This site is dedicated to the Inuit Dog as well as related Inuit culture and traditions. It is also home to
The Fan Hitch, Journal of the Inuit Sled Dog.

The entrants of the 2010 Nunavut Quest
                              Courtesy Piksuk Media

Piksuk Media's Nunavut Quest Project Update


by Sue Hamilton


Piksuk's much anticipated six-episode Nunavut Quest: Race Across Baffin documentary now has air dates. The Aboriginal People's Television Network (APTN) will broadcast as follows:

Episode 1 - Into the Wild 
Wednesday Feb 29, 2012 at 7:30 pm ET/MT on APTN East and APTN West, 7:30pm ET on APTN HD and at 8:00 pm CT on APTN North

Episode 2 - Wall of Snow
Wednesday March 7, 2012 at 7:30 pm ET/MT on APTN East and APTN West, 7:30pm ET on APTN HD and at 8:00 pm CT on APTN North

Episode 3 - Dogged Pursuit
Wednesday March 14, 2012 at 7:30 pm ET/MT on APTN East and APTN West, 7:30pm ET on APTN HD and at 8:00 pm CT on APTN North

Episode 4 - A Midnight Lesson
Wednesday March 21, 2012 at 7:30 pm ET/MT on APTN East and APTN West, 7:30pm ET on APTN HD and at 8:00 pm CT on APTN North

Episode 5 - Cut With a Knife
Wednesday March 28, 2012 at 7:30 pm ET/MT on APTN East and APTN West, 7:30pm ET on APTN HD and at 8:00 pm CT on APTN North

Episode 6 - Final Assault
Wednesday April 4, 2012 at 7:30 pm ET/MT on APTN East and APTN West, 7:30pm ET on APTN HD and at 8:00 pm CT on APTN North

The plan is to launch the Nunavut Quest website and game with the broadcast of episode 1. The online version of the game will be available to download from the website.

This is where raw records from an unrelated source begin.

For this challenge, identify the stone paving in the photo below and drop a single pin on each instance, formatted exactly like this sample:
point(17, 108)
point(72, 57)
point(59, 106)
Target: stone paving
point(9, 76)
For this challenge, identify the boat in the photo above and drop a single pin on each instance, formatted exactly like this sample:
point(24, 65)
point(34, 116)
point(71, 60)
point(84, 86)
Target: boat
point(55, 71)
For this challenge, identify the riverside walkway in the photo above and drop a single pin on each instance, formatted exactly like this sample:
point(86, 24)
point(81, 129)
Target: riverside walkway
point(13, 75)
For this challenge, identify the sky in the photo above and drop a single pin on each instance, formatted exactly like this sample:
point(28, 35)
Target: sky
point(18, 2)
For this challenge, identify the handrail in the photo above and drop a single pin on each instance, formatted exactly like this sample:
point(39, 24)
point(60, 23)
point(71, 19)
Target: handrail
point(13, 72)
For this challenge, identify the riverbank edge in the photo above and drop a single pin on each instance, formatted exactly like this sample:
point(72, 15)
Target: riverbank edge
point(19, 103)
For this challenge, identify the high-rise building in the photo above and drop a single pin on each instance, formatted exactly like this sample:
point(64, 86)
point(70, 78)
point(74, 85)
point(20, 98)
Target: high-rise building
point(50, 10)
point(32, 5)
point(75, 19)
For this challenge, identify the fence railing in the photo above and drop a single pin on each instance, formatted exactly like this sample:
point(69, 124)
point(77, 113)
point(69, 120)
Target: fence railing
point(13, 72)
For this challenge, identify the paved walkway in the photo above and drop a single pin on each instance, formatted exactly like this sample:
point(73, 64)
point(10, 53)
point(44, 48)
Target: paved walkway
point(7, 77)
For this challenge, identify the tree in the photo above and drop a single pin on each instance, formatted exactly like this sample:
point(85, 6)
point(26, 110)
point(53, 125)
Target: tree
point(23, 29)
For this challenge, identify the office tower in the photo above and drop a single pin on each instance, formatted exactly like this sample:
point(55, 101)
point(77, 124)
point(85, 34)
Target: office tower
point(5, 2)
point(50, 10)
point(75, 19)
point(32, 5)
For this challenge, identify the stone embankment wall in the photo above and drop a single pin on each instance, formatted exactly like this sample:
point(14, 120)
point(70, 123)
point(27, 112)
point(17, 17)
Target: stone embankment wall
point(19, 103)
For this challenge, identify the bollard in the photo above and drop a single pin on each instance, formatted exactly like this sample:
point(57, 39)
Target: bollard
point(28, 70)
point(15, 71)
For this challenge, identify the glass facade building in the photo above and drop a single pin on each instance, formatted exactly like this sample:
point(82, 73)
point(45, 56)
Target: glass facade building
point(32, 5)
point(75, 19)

It is anticipated that both the documentary and the game will be available to purchase on DVDs in April 2012. Instructions on how to do that will be posted on the Nunavut Quest website. This is definitely something to look forward to. The Nunavut Quest is not a 'race' as most readers may envision if they are familiar with the sport of sled dog racing such as the Iditarod, Finnmarksløpet or Laconia World Championship Sled Dog Derby where dogs are run in pairs over one or more days at various distances. While the 'mechanics' of the event may bear some similarities, the Nunavut Quest is less of a race and more of a 'cultural assertion'. And this documentary is not just about what happened while the dogs were running. It is about a millennia-long history and traditions. In addition to tracking the progress of the dog team drivers themselves, there are remembrances of elders, scenes of community feasts celebrating the event, stories of how dogs were used in the past. And although the Inuit Dog was never a racing dog, and still isn't, the documentary, perhaps as much as the event itself, gives hope that there is a brighter future for this aboriginal dog. This is a must own DVD!